Many of us dream of taking leave of the daily grind and heading out into the great unknown. Nico Edwards, the director and a character in the new, award winning, documentary Sea Gypsies: The Far Side of the World, decided to check out of society by taking to the ocean.
He found passage as a crew member on a boat called Infinity, which set sail from Australia to Patagonia via some of the planet’s roughest waters in the Ross Sea.
This film manages to be smart and thoughtful, yet fun and rollicking at the same time. It documents a tremendous journey, showing what it takes — mentally, physically and nautically — to take on this kind of wild adventure.
The story of a small group of modern seafaring gypsies, following them as they strike out across the largest expanse of uninhabited geography on earth, in search of adventure, awe and whatever else lies at the far side of the world.
In early Feb 2014, during the iciest year on record in the Southern Ocean, Infinity and her crew of 16, left New Zealand on an 8,000 mile pacific crossing to Patagonia, with a stop in Antarctica.
The vessel is Infinity, a 120-foot handbuilt sailing ketch that plies the Pacific Ocean on a never ending voyage of nomadic exploration.
Along the way, they battled a hurricane of ice in the Ross Sea, struggled with compounding mechanical and flooding problems, undertook a mission with the radical environmental group Sea Shepherd, tore every sail they had, and unwittingly went further south than any sailing vessel in 2014.

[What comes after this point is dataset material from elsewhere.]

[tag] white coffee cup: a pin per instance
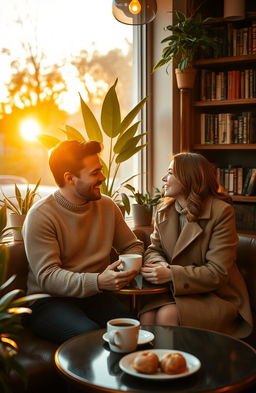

This expedition was undertaken with a non-ice-reinforced gypsy boat built by hand in the 1970's, crewed by a band of wandering miscreants, with no permits or insurance and an almost non-existent budget. This is a story about sailing, the camaraderie of a shared struggle and the raw awe inspiring power of the natural world.
The next voyage - Sea Gypsies: The NorthMost Passage
Following the two warmest Arctic summers on record, the sailing vessel Infinity will tackle the formidable Northwest Passage, attempt to reach the Northernmost inhabited settlement on the planet, aptly named Alert.
More than just breaking a record, reaching this normally icebound settlement at the tip of Ellesmere Island, will be a stark warning to the world.
The route, over 4,000 miles, speckled with 36,000 islands is a truly vast labyrinth of ice; just 10% of which has been charted. To reach Alert at 82° latitude, Infinity will traverse through Nares Strait, a narrow channel of fierce currents and rapidly moving mountains of ice at the height of summer. Along the way, the ship and crew will battle severe storms, avoid marauding icebergs and hungry polar bears, and explore a part of the world that is rarely seen.
This is the most dangerous maritime route in the world; more people have been to the top of Mt. Everest than have successfully taken a sailing vessel through the Northwest Passage, and no one has ever sailed this far north. The expedition begins July 2018.